„Die Politik muss der fortschreitenden Kommerzialisierung Einhalt gebieten“
Berlin – Am 24. September ist Bundestagswahl. Das Deutsche Ärzteblatt hat die gesundheitspolitischen Sprecher der Parteien, Länderminister, Verbände und Ärzte aus der Patientenversorgung befragt, wie es mit der Gesundheitspolitik in der kommenden Legislatur weitergehen sollte.

Fünf Fragen an Andreas Botzlar, 2. Vorsitzender des Marburger Bundes
DÄ: Welches gesundheitspolitische Thema muss in der nächsten Legislaturperiode als erstes angegangen werden? Warum?
Andreas Botzlar: Wir brauchen in den Krankenhäusern mehr Ärzte und Pflegekräfte, um die Versorgung dauerhaft sicherzustellen. Dafür müssen den Krankenhäusern ausreichend finanzielle Mittel zur Verfügung gestellt werden. Tarifergebnisse sind als wirtschaftliche Kosten vollständig zu refinanzieren. Zukünftig müssen die Krankenhäuser mit einer modernen und gut gesicherten IT-Infrastruktur ausgestattet sein.

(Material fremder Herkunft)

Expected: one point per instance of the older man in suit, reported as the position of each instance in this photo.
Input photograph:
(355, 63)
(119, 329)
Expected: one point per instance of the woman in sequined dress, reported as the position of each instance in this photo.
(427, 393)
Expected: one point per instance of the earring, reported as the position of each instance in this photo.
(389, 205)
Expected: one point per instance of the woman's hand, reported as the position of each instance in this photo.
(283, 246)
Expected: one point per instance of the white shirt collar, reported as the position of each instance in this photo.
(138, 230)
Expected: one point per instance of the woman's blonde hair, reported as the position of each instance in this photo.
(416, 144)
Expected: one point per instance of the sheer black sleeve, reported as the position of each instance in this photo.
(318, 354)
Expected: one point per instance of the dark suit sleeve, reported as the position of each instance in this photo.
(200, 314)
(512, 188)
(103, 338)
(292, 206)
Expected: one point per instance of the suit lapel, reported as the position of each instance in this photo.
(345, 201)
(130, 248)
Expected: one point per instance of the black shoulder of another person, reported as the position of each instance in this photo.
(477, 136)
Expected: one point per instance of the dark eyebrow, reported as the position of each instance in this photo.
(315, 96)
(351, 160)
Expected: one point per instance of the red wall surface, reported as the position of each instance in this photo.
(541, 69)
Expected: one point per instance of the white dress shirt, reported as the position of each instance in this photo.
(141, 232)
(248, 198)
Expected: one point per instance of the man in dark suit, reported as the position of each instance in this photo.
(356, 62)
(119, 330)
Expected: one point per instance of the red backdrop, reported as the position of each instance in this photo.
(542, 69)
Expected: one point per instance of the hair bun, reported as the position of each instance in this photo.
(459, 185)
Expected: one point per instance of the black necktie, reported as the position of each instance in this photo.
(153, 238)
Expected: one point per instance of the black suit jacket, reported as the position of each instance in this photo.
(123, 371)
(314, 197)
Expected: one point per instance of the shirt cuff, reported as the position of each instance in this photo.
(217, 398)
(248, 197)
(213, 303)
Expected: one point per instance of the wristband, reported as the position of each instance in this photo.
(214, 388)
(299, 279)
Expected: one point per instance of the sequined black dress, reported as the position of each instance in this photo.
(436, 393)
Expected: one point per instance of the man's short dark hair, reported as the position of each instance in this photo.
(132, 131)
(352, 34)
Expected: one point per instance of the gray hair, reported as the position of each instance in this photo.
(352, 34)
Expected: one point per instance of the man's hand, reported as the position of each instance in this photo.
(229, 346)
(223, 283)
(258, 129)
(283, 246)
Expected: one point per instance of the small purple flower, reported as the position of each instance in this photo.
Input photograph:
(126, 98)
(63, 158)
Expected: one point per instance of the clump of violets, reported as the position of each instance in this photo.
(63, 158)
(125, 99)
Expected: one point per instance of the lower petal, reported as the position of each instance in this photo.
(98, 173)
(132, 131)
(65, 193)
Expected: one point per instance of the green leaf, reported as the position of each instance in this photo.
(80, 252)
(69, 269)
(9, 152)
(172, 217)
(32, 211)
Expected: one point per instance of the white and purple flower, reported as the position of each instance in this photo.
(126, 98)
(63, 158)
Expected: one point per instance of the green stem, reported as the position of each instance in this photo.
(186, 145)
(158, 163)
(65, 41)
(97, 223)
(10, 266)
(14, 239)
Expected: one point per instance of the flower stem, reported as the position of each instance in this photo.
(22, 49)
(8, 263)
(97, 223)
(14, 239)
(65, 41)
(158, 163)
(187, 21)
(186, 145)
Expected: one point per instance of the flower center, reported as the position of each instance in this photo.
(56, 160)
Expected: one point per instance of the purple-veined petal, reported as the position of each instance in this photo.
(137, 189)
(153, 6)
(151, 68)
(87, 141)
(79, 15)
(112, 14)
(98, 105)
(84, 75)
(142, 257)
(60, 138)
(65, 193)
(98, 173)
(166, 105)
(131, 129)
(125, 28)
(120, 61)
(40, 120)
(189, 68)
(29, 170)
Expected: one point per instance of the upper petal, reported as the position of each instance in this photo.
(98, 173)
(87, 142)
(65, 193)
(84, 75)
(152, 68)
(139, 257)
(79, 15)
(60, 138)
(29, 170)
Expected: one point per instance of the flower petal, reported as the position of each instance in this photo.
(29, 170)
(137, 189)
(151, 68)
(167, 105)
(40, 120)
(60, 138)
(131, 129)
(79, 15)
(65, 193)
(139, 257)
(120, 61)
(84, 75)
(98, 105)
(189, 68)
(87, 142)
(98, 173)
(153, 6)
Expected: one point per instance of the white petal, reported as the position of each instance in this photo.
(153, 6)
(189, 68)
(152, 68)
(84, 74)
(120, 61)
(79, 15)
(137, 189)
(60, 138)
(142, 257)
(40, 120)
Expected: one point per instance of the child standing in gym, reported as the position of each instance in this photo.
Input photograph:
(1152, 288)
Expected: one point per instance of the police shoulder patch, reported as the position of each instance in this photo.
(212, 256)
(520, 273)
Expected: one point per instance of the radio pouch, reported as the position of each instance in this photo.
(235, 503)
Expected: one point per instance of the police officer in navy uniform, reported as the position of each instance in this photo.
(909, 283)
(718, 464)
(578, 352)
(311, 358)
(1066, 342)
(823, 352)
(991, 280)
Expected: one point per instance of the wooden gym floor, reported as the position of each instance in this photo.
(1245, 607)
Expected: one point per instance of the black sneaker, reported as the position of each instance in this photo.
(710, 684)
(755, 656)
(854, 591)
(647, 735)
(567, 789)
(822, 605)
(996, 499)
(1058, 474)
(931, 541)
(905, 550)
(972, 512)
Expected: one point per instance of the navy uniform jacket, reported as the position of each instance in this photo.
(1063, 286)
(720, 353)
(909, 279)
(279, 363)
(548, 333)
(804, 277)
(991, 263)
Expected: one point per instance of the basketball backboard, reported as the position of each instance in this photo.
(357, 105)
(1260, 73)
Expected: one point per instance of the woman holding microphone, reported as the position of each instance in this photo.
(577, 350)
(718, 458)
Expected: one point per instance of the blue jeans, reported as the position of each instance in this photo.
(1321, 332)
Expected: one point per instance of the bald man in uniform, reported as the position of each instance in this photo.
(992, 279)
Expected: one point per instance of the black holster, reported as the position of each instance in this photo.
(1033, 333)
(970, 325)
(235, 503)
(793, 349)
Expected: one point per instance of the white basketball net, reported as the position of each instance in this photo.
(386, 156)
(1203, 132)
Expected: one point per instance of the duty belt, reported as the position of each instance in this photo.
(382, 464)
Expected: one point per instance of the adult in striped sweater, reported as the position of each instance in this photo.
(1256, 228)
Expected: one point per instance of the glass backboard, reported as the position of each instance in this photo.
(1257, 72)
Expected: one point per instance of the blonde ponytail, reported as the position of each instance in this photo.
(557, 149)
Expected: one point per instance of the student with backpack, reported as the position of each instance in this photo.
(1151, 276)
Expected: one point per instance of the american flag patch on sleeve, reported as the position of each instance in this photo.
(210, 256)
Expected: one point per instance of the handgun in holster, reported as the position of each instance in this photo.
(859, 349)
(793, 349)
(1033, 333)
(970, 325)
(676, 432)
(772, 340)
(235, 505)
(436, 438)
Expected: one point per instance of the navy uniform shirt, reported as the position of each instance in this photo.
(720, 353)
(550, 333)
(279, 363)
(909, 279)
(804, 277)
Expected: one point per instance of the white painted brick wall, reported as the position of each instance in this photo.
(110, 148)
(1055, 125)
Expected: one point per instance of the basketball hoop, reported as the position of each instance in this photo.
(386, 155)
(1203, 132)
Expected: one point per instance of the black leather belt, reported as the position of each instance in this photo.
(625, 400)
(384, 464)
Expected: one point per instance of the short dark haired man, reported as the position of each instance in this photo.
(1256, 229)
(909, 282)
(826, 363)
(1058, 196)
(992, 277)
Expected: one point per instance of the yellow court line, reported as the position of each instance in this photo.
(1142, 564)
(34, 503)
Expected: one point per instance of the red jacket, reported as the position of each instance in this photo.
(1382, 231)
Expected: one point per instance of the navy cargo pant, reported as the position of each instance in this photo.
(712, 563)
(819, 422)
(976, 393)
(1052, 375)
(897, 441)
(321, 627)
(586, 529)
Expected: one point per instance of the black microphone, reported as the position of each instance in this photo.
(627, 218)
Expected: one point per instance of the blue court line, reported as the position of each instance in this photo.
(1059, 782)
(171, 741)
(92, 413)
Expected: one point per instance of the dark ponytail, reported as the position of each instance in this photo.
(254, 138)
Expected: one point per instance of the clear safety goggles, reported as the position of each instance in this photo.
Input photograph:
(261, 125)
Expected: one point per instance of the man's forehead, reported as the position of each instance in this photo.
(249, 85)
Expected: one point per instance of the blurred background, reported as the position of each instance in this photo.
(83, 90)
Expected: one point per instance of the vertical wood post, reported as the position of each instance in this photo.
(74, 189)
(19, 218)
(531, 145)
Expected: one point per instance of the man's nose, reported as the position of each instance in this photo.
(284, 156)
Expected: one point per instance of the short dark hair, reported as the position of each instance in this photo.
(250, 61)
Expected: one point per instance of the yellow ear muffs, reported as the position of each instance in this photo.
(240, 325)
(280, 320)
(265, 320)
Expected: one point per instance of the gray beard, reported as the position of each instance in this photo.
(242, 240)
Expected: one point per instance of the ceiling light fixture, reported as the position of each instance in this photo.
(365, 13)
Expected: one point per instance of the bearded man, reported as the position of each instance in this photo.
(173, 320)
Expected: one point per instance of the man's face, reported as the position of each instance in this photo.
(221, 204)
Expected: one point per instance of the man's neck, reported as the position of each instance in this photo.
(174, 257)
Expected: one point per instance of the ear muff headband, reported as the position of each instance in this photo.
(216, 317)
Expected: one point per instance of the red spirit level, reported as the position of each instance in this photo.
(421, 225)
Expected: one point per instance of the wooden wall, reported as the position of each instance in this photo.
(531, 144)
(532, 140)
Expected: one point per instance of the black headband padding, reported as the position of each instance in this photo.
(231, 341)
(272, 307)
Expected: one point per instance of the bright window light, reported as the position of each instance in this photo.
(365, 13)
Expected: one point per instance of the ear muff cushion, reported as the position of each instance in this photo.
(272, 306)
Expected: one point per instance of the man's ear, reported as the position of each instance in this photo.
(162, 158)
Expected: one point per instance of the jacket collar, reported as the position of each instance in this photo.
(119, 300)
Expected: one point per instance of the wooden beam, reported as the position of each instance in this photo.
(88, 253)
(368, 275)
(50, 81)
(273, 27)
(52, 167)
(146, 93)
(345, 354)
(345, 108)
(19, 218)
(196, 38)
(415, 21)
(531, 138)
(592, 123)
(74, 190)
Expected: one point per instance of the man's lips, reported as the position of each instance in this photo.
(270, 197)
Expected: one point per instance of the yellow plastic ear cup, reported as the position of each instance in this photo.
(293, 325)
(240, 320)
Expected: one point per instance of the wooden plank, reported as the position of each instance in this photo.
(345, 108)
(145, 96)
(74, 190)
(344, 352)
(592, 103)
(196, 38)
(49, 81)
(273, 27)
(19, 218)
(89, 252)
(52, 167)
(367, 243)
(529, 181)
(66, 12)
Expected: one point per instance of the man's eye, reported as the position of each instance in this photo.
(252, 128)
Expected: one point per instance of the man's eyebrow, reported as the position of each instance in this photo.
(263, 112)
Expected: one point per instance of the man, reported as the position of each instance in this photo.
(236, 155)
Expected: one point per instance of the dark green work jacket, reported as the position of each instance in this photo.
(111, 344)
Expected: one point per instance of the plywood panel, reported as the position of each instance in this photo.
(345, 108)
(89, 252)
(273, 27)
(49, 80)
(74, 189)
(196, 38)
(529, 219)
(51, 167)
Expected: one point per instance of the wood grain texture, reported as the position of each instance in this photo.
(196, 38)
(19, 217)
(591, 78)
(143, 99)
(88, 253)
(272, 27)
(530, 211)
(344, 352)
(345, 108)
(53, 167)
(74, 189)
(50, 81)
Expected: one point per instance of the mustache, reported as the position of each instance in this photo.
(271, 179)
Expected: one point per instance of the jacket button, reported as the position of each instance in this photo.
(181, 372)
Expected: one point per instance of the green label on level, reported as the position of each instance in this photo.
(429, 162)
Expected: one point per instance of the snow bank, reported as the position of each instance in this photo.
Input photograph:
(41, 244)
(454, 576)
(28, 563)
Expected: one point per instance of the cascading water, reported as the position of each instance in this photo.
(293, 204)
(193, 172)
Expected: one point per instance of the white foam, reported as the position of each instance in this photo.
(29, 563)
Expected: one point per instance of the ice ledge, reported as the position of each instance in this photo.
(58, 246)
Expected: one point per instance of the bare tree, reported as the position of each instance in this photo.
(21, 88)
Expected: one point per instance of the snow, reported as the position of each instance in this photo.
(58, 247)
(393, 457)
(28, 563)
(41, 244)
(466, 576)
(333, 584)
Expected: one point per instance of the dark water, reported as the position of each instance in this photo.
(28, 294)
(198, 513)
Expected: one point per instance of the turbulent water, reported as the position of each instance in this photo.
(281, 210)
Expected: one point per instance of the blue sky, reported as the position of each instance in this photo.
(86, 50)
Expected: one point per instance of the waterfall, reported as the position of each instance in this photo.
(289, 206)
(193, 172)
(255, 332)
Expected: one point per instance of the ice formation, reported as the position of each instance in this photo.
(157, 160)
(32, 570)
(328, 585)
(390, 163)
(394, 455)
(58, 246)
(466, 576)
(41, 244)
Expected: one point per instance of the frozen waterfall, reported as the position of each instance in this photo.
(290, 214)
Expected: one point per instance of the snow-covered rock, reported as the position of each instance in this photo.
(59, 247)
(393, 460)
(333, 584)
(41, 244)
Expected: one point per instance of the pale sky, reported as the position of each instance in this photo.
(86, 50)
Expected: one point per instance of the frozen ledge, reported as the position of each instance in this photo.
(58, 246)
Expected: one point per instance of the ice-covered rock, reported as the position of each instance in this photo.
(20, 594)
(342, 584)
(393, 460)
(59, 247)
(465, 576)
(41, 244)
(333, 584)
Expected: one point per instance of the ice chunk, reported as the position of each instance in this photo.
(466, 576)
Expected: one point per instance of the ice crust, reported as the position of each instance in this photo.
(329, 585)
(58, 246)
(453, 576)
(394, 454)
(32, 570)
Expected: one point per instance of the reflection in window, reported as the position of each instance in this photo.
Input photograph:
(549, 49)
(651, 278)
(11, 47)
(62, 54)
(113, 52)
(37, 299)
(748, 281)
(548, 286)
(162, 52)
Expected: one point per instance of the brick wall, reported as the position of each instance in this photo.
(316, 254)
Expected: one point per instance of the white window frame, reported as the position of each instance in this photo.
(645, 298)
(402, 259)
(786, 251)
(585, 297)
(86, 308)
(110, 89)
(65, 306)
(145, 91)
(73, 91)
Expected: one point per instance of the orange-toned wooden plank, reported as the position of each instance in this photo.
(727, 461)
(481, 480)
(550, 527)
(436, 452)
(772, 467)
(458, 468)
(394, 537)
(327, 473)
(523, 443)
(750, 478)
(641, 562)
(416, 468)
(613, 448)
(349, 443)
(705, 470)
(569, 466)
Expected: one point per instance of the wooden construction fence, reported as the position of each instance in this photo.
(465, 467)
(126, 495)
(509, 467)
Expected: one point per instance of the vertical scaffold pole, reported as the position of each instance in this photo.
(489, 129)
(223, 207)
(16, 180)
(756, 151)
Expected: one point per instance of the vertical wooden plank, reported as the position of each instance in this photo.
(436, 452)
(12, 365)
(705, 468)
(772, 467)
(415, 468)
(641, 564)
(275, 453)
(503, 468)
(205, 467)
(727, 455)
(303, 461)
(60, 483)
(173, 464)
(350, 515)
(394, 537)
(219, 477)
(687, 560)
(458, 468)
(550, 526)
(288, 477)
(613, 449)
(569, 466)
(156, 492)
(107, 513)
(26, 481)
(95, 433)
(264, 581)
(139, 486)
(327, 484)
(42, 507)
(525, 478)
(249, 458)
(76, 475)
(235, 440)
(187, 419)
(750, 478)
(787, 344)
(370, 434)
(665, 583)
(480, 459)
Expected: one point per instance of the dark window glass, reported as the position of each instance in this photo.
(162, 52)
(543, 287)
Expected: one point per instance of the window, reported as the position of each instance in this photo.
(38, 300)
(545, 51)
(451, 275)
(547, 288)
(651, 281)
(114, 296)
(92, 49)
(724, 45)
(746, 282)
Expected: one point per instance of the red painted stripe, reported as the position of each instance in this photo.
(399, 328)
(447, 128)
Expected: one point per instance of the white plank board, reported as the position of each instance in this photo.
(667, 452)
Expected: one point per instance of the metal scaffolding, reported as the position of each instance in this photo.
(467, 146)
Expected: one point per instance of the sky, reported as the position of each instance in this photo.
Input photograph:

Wir werden uns bei der nächsten Bundesregierung dafür einsetzen, dass ein Programm zum Ausbau der Digitalisierung in den Kliniken zügig auf den Weg gebracht wird. Ganz oben auf der Agenda muss auch die Reform der Notfallversorgung stehen. Unsere Vorschläge liegen auf dem Tisch.
DÄ: Welche Partei beziehungsweise welches Parteienbündnis bietet aus Ihrer Sicht die besten Lösungen für die zukünftigen Probleme des Gesundheitssystems? Warum?
Botzlar: Wir geben grundsätzlich keine Wahlempfehlung ab.
DÄ: Welche aktuellen Positionen der Parteien gefährden die Versorgungsqualität im deutschen Gesundheitssystem?
Botzlar: Klare Antworten kann es nur auf konkrete Fragen geben. Generalisierungen werden dem Thema nicht gerecht.
DÄ: Wie müssten die Rahmenbedingungen ärztlicher/psychotherapeutischer Tätigkeit verbessert werden?
Botzlar: Die Politik muss der fortschreitenden Kommerzialisierung Einhalt gebieten. Der von ihr angefachte Preiswettbewerb führt dazu, dass Krankenhäuser sprichwörtlich am falschen Ende sparen – nämlich am Personal. Viel Zeit wird den Ärztinnen und Ärzte durch einen völlig unsinnigen Bürokratismus geraubt, der die Krankenhäuser und die Beschäftigten immer stärker in den Würgegriff nimmt. Wir fordern von der nächsten Bundesregierung, dass sie die Entbürokratisierung im Gesundheitswesen zur Top-Priorität erklärt und Ärzten wie Pflegekräften endlich wieder Luft zum Atmen gibt.
DÄ: Was wollen Sie für Ihre Mitglieder in der kommenden Legislaturperiode erreichen?
Botzlar: Wir werden als Gewerkschaft sehr genau darauf achten, dass bestehende Regelungen zum Schutz der Gesundheit unserer Mitglieder nicht unterlaufen werden. Seit Monaten schon stellen die Arbeitgeberverbände unter dem Schlagwort „Flexibilisierung“ wesentliche Eckpunkte des Arbeitszeitrechts wie etwa Höchstarbeitszeiten und Ruhezeiten offen infrage. Diesen Forderungen nach Aufweichung des Arbeitszeitgesetzes darf die Politik keinen Raum geben.
Wir werden versuchen, die Politik davon zu überzeugen, das Tarifeinheitsgesetz endgültig zu den Akten zu legen. Das Bundesverfassungsgericht hat eine wesentliche Regelung des Gesetzes für unvereinbar mit dem Grundgesetz erklärt und den Gesetzgeber aufgefordert, Abhilfe zu schaffen. Die Politik sollte endlich begreifen: Mit dem Tarifeinheitsgesetz ist kein Blumentopf zu gewinnen. Dann ist es besser, das ganze Vorhaben zu begraben und über die Vorgeschichte den Mantel des Schweigens zu legen.